# Challenge

This is a three steps challenge. 

* Generate and plot a dataset with two non-overlaping swiss rolls on $\mathbb{R}^3$. 
* Try to resolve the two generated swiss rolls through a k-means algorithm. 
* Resolve the problem with a spectral clustering approach. 



## Data Generation

In [1]:
%pylab inline

Populating the interactive namespace from numpy and matplotlib


In [2]:
import time as time
import numpy as np
import pylab as pl
import mpl_toolkits.mplot3d.axes3d as p3
from sklearn.cluster import KMeans, DBSCAN, AgglomerativeClustering,SpectralClustering
from sklearn.neighbors import kneighbors_graph
from sklearn.datasets.samples_generator import make_swiss_roll


In [3]:
# Generate data (swiss roll dataset)
n_samples = 1000
noise = 0.05
X1, _ = make_swiss_roll(n_samples, noise)
X2, _ = make_swiss_roll(n_samples, noise)
# Shrink second dimension
X1[:, 1] *= .1
X2[:, 1] *= .1

In [4]:
import mpl_toolkits.mplot3d.axes3d as p3
import pylab as pl
def myplot(X, col='blue'):
    fig = pl.figure()
    ax = p3.Axes3D(fig)
    ax.view_init(7, -80)
    ax.scatter(X[:, 0], X[:, 1], X[:, 2],
               s=10, c=col, marker='o')  
    return (ax)


In [5]:
 %matplotlib notebook

In [6]:
def rotation(theta, R = np.zeros((3,3))):
    cx,cy,cz = np.cos(theta)
    sx,sy,sz = np.sin(theta)
    R.flat = (cx*cz - sx*cy*sz, cx*sz + sx*cy*cz, sx*sy,
        -sx*cz - cx*cy*sz, -sx*sz + cx*cy*cz,
        cx*sy, sy*sz, -sy*cz, cy)
    return R

R = rotation((0,np.pi/4,np.pi/4))
X= np.concatenate((X1,2+X2.dot(R)))
myplot(X)

<IPython.core.display.Javascript object>

<mpl_toolkits.mplot3d.axes3d.Axes3D at 0x7f69d8174198>

## kmeans clustering

Let's try to resolve the swiss roll problem through a kmeans clustering approach. 

In [7]:

kmeans = KMeans( n_clusters=2)
kmeans.fit(X)
y_pred_kmeans = kmeans.labels_


In [8]:
colors = [x for x in 'rb']
myplot(X,col= [colors[x] for x in y_pred_kmeans])

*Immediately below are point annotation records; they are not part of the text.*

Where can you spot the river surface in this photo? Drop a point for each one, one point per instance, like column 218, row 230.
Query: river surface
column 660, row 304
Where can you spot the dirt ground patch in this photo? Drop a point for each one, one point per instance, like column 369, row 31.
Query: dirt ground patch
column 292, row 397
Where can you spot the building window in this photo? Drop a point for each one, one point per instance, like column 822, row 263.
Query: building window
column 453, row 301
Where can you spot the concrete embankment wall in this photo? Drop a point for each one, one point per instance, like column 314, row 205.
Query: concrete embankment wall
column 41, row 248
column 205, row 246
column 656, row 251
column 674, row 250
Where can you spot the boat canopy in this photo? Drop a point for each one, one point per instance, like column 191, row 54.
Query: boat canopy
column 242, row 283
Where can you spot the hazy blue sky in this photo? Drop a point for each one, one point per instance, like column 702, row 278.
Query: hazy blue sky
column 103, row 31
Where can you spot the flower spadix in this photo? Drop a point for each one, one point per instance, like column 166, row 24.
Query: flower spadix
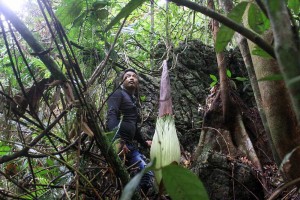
column 165, row 144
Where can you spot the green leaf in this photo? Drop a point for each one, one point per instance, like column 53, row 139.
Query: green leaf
column 102, row 13
column 257, row 21
column 240, row 79
column 294, row 5
column 260, row 52
column 181, row 183
column 68, row 12
column 4, row 150
column 225, row 34
column 99, row 4
column 274, row 77
column 134, row 182
column 129, row 8
column 213, row 77
column 228, row 72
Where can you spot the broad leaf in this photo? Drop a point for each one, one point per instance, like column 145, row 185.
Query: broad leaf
column 257, row 21
column 260, row 52
column 240, row 78
column 129, row 8
column 69, row 12
column 181, row 183
column 225, row 34
column 134, row 182
column 99, row 4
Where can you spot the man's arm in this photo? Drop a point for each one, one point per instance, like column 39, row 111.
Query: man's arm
column 113, row 113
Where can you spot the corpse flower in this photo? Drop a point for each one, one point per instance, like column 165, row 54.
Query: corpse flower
column 165, row 144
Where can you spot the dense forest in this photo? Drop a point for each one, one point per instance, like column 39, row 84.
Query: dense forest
column 231, row 67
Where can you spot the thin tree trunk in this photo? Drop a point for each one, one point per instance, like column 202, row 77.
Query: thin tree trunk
column 286, row 50
column 32, row 42
column 244, row 48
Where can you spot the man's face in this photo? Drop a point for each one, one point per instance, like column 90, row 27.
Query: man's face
column 131, row 80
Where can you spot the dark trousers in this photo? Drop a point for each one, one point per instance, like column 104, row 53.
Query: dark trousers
column 134, row 157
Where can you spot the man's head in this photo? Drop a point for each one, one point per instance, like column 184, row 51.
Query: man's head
column 130, row 80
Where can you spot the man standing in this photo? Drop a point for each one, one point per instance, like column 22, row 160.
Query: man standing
column 123, row 117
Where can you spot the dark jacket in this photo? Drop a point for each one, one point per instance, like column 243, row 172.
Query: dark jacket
column 123, row 116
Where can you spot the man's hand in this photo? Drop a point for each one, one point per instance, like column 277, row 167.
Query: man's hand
column 124, row 150
column 149, row 143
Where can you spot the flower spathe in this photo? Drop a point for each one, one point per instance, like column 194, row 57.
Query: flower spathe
column 165, row 144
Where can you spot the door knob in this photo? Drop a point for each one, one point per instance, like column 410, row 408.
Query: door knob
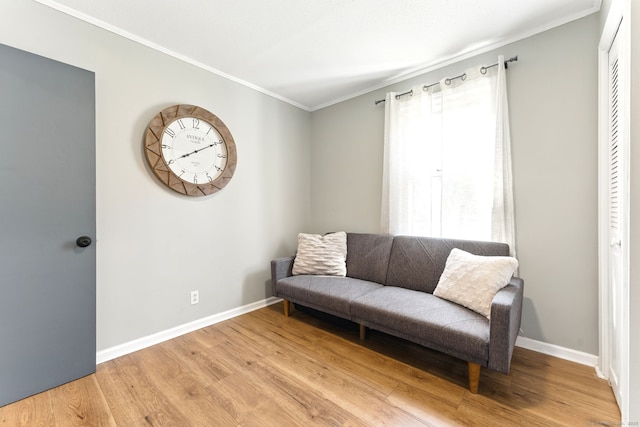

<IPython.core.display.Javascript object>

<mpl_toolkits.mplot3d.axes3d.Axes3D at 0x7f69d2cc9cc0>

## Spectral Clustering approach

In [11]:
spectral_clustering = SpectralClustering(
        n_clusters=2, eigen_solver='arpack',
        affinity="nearest_neighbors")
spectral_clustering.fit(X)
y_pred_spectral = spectral_clustering.labels_



In [13]:
colors = [x for x in 'rb']
myplot(X,col= [colors[x] for x in y_pred_spectral])

<IPython.core.display.Javascript object>

<mpl_toolkits.mplot3d.axes3d.Axes3D at 0x7f69c90e4b70>